Do you qualify for a Roth IRA? If you are limited to contributing to a Traditional IRA this year, there is still a way for you to contribute to a Roth IRA. This is especially important if you do not have an IRA established already, or have an existing Roth IRA and are newly ineligible.
In 2010, an important income limit law changed that allowed those making over $100,000 a year to convert traditional IRA’s to Roth IRA’s. This change creates a backdoor into the Roth IRA for those not qualified. I will be going into more detail about Individual Retirement Arrangements (IRA, commonly mistaken as Individual Retirement Account) later for those who are not familiar, but I wanted to get this information out since the end of the year is a few days away. Especially since I’ve been hearing from a lot of high earners who previously thought they were competely disqualified from depositing money into a Roth IRA.
Detailed information regarding IRA’s can be located on the official IRS website. Again, followup information about IRA’s will be coming soon in the investment learning series.
Can You Contribute to a Roth IRA?
Generally, you can contribute to a Roth IRA if you have taxable compensation and your modified AGI is less than:
- $179,000 for married filing jointly or qualifying widow(er),
- $122,000 for single, head of household, or married filing separately and you did not live with your spouse at any time during the year, and
- $10,000 for married filing separately and you lived with your spouse at any time during the year.
– Internal Revenue Service
How To Contribute To A Roth IRA If You Do Not Qualify (How Convert A Traditional IRA to a Roth IRA)
- You have until April 17, 2012 or the day you file your taxes (Otherwise you may have to file an amendment) to use this method to contribute to a Roth IRA indirectly. These steps assume you will be using the same brokerage or bank for your conversion.
- Open a new Traditional IRA at your choice of bank, brokerage, discount brokerage, or with your investment adviser/financial planner.
- Contribute the amount you would like into the Traditional IRA you just opened. The limit for 2011 is $5000.

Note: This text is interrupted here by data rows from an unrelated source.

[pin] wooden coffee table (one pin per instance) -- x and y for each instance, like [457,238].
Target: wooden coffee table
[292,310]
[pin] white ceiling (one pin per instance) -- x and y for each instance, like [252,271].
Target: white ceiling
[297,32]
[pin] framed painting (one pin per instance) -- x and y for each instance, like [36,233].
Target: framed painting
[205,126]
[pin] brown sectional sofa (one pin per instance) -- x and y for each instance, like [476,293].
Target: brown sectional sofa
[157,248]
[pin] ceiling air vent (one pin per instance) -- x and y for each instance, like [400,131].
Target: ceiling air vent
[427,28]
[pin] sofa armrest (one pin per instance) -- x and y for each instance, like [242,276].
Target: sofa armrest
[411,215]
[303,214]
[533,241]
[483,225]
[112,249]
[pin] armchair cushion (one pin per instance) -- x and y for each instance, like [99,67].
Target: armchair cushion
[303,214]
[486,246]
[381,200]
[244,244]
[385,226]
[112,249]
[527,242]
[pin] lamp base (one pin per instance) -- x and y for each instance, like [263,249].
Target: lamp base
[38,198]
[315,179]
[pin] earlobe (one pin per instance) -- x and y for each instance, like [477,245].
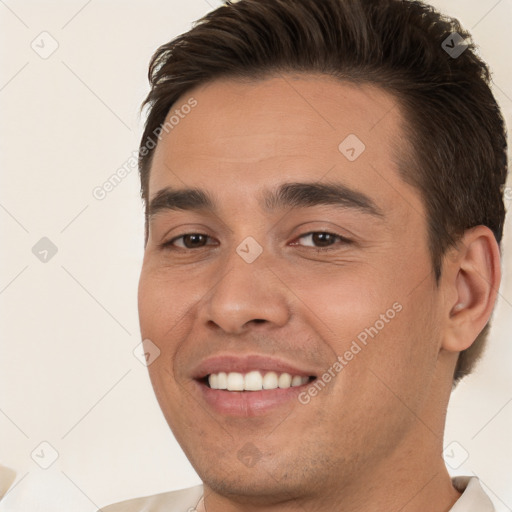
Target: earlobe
[473,278]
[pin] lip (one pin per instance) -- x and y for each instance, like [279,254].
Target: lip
[247,363]
[247,403]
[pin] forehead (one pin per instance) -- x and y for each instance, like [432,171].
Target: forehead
[286,128]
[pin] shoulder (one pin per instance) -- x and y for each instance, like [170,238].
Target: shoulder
[473,498]
[184,500]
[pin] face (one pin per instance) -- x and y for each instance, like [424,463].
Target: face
[300,262]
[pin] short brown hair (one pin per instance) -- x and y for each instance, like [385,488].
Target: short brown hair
[459,157]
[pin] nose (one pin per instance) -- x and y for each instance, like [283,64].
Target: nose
[246,295]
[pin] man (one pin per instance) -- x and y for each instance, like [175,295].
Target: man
[323,188]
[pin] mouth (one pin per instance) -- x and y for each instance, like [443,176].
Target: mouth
[255,380]
[252,385]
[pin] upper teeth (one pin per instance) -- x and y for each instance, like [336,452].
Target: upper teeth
[254,381]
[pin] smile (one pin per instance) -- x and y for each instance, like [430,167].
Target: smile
[255,381]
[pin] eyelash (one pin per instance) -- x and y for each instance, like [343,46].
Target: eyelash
[169,245]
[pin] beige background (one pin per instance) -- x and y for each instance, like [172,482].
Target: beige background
[68,375]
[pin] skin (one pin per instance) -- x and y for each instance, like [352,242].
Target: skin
[373,438]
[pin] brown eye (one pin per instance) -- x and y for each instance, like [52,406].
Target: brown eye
[188,241]
[321,239]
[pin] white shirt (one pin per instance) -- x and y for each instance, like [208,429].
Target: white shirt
[473,499]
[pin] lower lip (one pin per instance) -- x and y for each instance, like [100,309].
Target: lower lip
[249,403]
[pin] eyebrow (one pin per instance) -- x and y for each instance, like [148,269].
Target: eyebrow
[287,195]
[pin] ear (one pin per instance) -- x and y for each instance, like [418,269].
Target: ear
[471,279]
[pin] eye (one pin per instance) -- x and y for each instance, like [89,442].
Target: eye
[188,241]
[321,239]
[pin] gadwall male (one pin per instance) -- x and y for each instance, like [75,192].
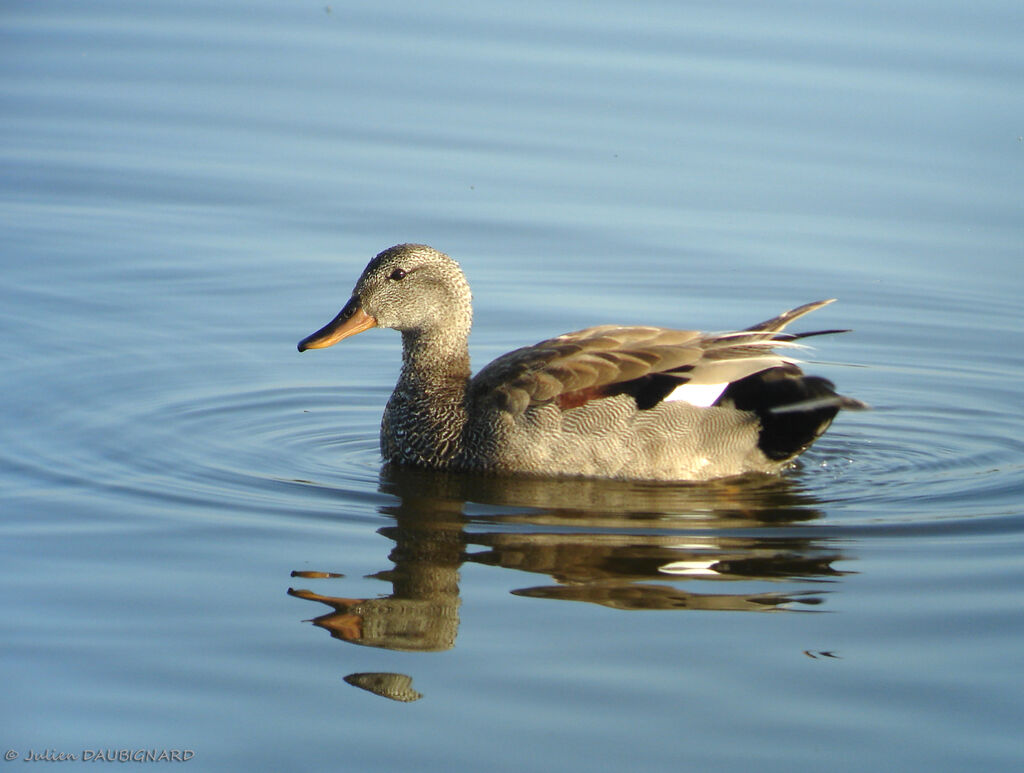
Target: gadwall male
[628,402]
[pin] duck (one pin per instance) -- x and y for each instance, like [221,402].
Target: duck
[629,402]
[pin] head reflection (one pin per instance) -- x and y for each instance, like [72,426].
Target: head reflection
[623,545]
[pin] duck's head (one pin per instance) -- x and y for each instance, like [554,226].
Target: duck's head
[410,288]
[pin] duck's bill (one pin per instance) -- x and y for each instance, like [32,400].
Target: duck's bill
[349,320]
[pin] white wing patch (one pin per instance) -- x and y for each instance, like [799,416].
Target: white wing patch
[701,395]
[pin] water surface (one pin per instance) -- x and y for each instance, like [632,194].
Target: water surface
[200,547]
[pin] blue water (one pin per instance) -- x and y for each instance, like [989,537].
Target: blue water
[196,535]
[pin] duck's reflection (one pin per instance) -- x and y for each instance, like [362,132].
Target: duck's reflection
[627,546]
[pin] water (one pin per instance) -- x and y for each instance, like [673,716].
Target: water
[196,526]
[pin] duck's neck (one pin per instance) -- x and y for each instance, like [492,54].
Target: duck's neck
[425,418]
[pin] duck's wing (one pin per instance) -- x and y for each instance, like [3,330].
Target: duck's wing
[652,364]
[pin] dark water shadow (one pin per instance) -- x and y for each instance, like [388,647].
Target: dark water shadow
[625,546]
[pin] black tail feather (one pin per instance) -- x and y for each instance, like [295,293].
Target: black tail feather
[794,409]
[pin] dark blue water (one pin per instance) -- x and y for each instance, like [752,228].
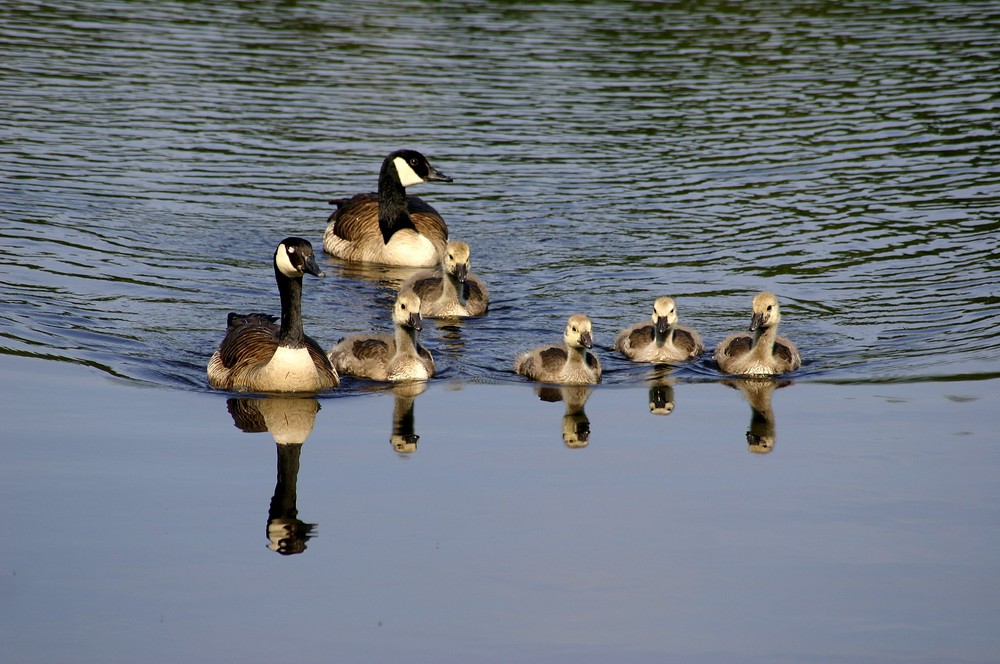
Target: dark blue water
[844,156]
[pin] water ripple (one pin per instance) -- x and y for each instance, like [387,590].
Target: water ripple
[841,154]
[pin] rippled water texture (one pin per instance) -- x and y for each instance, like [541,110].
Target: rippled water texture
[844,155]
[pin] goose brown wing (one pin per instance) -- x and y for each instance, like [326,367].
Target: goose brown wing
[249,343]
[355,216]
[427,287]
[738,346]
[552,358]
[371,349]
[246,416]
[320,359]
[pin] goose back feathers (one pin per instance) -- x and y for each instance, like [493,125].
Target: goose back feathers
[570,364]
[396,357]
[389,227]
[661,339]
[452,291]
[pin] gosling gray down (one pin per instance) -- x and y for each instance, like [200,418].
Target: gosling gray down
[396,357]
[452,291]
[662,339]
[760,351]
[257,355]
[389,227]
[571,364]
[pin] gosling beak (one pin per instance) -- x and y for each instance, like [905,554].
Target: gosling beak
[434,175]
[311,267]
[661,325]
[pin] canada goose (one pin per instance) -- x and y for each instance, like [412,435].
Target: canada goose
[390,227]
[388,357]
[453,291]
[763,352]
[661,340]
[257,355]
[571,364]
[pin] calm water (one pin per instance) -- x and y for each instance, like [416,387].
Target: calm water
[843,155]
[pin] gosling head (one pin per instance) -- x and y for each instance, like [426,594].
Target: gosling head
[457,261]
[294,257]
[664,314]
[765,311]
[578,334]
[412,168]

- At the same time you open your account, open a new Roth IRA. If you already have an existing Roth IRA, skip this step.
- Fill out a Roth IRA conversion form.
- Enter your personal and contact information as the form dictates. Every brokerage or bank has their own forms.
- Under “type of current plan” check off Traditional IRA (the one you just opened and funded) and enter the that account number.
- Select “total conversion.” If there is only a spot to place a dollar amount, write down the amount you contributed. If it was the maximum $5000, enter that number.
- Then choose, “convert into existing Roth IRA” and enter that account number. At your bank or brokerage, they may have an option to convert the new Traditional IRA into a Roth IRA automatically if you do not have an existing account (allowing you to skip step 4 as well).
- In the Federal & Tax Withholding section, select that you do not want any taxes withheld.
- Be sure to sign and date the document and submit it at the same time you open the Traditional IRA or immediately after the contributory funds are deposited.
- It may take a few days after your bank or brokerage processes the forms, but you have now contributed to a Roth IRA by using the conversion method. Congratulations!
Potential Tax Consequences
If you follow the above guide and start a brand new Traditional IRA and convert the entire amount to a Roth IRA, you will owe no taxes. Make sure that you when you file your tax return you do not take any deduction on the Traditional IRA. It is also known as a Non-Deductible IRA, or Non-Deductible Traditional IRA.
However, if you have an existing Traditional IRA that has investment gains in the account, you may have to pay taxes on the conversion. This guide does not cover existing Traditional IRA, total or partial, conversions to a Roth IRA. If you do not have the expertise to properly estimate the potential tax consequences of a conversion, please consult a tax professional, accountant, or financial adviser.